Camii’den çıktıktan sonra Tarihi Bedesten Çarşısını geziyoruz. Burada aklınıza gelebilecek her türlü alışveriş dükkanı mevcut.

Bedesten Çarşısı
Çarşıda biraz ilerleyince Tarihi Mengüç Caddesi ile karşılaşıyoruz. Caddedeki evler çok hoş görünüyor.

Tarihi Mengüç Caddesi

Bedesten Çarşısının içerisinden geldiğimiz yönden geri dönerek Konya Valilik Binasına ulaşıyoruz. 1885-1886 yılları arasında yapılmış olan bu tarihi binanın müzeye dönüştürülmesi planlanıyor.

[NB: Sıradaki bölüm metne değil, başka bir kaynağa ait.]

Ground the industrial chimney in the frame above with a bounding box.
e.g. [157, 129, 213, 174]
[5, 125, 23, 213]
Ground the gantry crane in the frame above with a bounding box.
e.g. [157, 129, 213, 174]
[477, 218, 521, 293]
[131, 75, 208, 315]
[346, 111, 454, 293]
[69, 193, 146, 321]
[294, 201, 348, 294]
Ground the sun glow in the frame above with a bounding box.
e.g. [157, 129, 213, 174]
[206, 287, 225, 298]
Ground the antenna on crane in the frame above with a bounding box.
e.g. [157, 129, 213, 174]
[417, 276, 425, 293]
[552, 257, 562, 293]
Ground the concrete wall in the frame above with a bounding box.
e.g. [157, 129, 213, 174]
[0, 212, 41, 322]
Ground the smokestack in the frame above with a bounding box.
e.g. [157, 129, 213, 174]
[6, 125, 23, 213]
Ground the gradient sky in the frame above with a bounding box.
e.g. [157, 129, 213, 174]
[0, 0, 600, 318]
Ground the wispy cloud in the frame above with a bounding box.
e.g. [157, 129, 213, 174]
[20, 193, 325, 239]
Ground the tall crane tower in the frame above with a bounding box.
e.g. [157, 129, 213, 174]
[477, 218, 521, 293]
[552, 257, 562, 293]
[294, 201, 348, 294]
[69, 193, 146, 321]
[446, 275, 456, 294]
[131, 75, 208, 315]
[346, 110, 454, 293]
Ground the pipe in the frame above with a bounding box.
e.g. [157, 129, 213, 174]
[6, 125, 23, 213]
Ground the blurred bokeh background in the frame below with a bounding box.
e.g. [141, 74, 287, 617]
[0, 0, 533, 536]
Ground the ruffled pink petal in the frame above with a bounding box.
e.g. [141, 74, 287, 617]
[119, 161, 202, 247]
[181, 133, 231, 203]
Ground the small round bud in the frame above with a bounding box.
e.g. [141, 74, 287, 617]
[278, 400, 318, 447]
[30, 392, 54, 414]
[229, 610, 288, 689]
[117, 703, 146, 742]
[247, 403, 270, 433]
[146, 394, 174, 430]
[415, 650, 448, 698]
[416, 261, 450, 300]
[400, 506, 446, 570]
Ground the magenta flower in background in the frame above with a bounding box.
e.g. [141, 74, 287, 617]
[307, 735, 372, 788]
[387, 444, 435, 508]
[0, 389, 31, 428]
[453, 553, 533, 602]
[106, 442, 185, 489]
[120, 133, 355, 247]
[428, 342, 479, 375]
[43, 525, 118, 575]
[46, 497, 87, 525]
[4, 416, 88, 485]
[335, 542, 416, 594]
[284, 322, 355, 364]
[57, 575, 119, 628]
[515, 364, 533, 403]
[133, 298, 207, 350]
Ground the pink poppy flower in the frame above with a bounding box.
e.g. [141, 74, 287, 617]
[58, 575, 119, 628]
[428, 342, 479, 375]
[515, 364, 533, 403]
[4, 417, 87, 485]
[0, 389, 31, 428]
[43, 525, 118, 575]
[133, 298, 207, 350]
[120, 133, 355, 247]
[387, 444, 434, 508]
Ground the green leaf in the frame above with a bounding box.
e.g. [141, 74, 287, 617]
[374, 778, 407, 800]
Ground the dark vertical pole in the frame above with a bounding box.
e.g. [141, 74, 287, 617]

Valilik Binasının hemen sağındaki ana caddeden düz ilerleyerek Alaaddin Tepesi’ne ulaşıyoruz. 450 metre çapında bir daire şeklinde Konya’nın merkezinde yer alan Alaaddin Tepesinin üzerinde Alaaddin Camii, Selçuklu Sultanları Türbesi ve Selçuklu Köşkü gibi tarihi öneme sahip yapıların yanı sıra yeşil alanlar ve çay bahçeleri bulunuyor.

Alaaddin Tepesi
Alaaddin Tepesi
Alaaddin Camii Konya’nın en büyük ve en eski camisi olup Anadolu Selçuklu Devleti döneminde inşa edilmiş. Camii'nin avlusunda yer alan Selçuklu Sultanları Türbesinde II. Kılıçarslan, II. Rükneddin Süleyman Şah,  III. Kılıçarslan, I. Gıyaseddin Keyhüsrev, I. Alaaddin Keykubat, II. Gıyaseddin Keyhüsrev, IV. Kılıçarslan ve III. Gıyaseddin Keyhüsrev'e ait sekiz sanduka var.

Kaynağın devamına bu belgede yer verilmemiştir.